I Dati? Meglio Non Divulgarli Troppo

LA SITUAZIONE DEI RIFIUTI DI ROMA

di: 
Monica Tommasi

Si fa tanto parlare dei rifiuti di Roma ma trovare i dati per capire come vengono gestiti e dove finiscono quelli prodotti dalla città è molto difficile. Dai siti ufficiali (Arpa Lazio, Comune di Roma, AMA) si ricavano poche informazioni che non permettono di capire le destinazioni finali. Anche con l’ amministrazione grillina, i dati continuano a non essere accessibili e la trasparenza non c’è.

Abbiamo deciso di correre il rischio di qualche imprecisione ed abbiamo elaborato una infografica racimolando dati che provengono da fonti di stampa e, in parte, dal piano industriale dell’AMA. Emerge con chiarezza una grave carenza impiantistica della città di Roma che, infatti, esporta la maggior parte dei rifiuti fuori provincia e fuori regione.

Tre treni settimanali verso l’Austria carichi di rifiuti non trattati, di cui abbiamo letto sui giornali, non bastano a liberare le strade dall’accumulo di “monnezza”. Sono solo la punta dell’iceberg, perché quantità ben più rilevanti vengono esportate verso altre città e regioni. Ad esempio, la frazione organica proveniente dalla raccolta differenziata, circa 200.000 tonnellate all’anno, viene portata con i camion ad un impianto di Pordenone che la trasforma da rifiuto in compost ed energia.

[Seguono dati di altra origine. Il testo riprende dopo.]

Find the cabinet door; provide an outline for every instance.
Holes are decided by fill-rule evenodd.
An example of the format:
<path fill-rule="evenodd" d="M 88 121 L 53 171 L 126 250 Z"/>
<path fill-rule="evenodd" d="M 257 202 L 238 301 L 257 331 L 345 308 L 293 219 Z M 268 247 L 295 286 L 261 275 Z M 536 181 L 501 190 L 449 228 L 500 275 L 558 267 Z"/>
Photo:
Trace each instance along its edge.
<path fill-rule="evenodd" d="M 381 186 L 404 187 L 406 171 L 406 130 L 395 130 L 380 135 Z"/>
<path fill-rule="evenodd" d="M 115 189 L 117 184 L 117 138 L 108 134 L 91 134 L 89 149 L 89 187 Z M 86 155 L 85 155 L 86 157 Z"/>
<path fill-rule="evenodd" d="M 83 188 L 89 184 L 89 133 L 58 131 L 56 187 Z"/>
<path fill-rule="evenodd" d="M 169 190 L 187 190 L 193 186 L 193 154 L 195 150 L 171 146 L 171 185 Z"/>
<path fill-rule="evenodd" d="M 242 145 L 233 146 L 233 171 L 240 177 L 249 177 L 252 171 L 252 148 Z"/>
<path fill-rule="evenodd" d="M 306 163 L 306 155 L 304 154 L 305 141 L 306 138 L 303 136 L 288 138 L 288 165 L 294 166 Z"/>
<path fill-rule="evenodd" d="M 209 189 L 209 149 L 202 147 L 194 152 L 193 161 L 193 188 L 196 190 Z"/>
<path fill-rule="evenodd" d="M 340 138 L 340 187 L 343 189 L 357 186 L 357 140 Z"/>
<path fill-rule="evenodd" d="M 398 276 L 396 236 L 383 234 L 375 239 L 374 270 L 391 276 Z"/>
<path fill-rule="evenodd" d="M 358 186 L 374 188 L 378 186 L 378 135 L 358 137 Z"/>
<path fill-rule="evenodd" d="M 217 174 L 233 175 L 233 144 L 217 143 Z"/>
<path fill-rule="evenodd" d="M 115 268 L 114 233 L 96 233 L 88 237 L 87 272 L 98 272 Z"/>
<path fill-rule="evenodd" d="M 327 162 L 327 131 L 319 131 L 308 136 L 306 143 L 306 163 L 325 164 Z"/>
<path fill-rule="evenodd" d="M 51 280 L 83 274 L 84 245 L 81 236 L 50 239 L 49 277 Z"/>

La gran parte dei rifiuti indifferenziati viene trattata negli impianti di trattamento meccanico e biologico (TMB). Lo scopo di questi impianti è quello di separare la parte combustibile dei rifiuti da quella più umida che dovrà essere stabilizzata. Dall’impianto si ottengono ancora rifiuti che assumeranno nomi e codici diversi ma saranno pur sempre rifiuti da gestire, come il CSS (combustibile solido secondario), la FOS (frazione organica biostabilizzata) e gli scarti di processo.

A Roma si producono circa 300.000 tonnellate di CSS all’anno che vengono inviate agli inceneritori di Portogallo, Emilia Romagna, Lombardia, San Vittore e Colleferro; circa 300.000 tonnellate all’anno di FOS che contribuiscono a riempire diverse discariche della Toscana, dell’Abruzzo, della Puglia, della Lombardia, dell’Emilia Romagna, di Frosinone e di Viterbo. Stessa sorte (le discariche) per gli scarti di processo: anche in questo caso 300.000 tonnellate all’anno.

Nonostante l’art. 182-bis del d.lgs. n. 152/2006 stabilisca il principio dell’autosufficienza per lo smaltimento dei rifiuti urbani non pericolosi e per il loro trattamento a livello di ambito territoriale ottimale, i rifiuti romani, sia raccolti in modo differenziato, che separati in uscita dagli impianti di trattamento meccanico e biologico, vengono avviati a smaltimento in altre regioni. Dall’infografica appare chiaro che per chiudere il cerchio la città di Roma dovrebbe completare il proprio ciclo dei rifiuti con impianti di incenerimento e di compostaggio e con una discarica residuale. Altrimenti, il rischio è quello di accumulare rifiuti ovunque, creando le premesse per depositi, come quello di Pomezia, la cui pericolosità abbiamo sperimentato in questi giorni.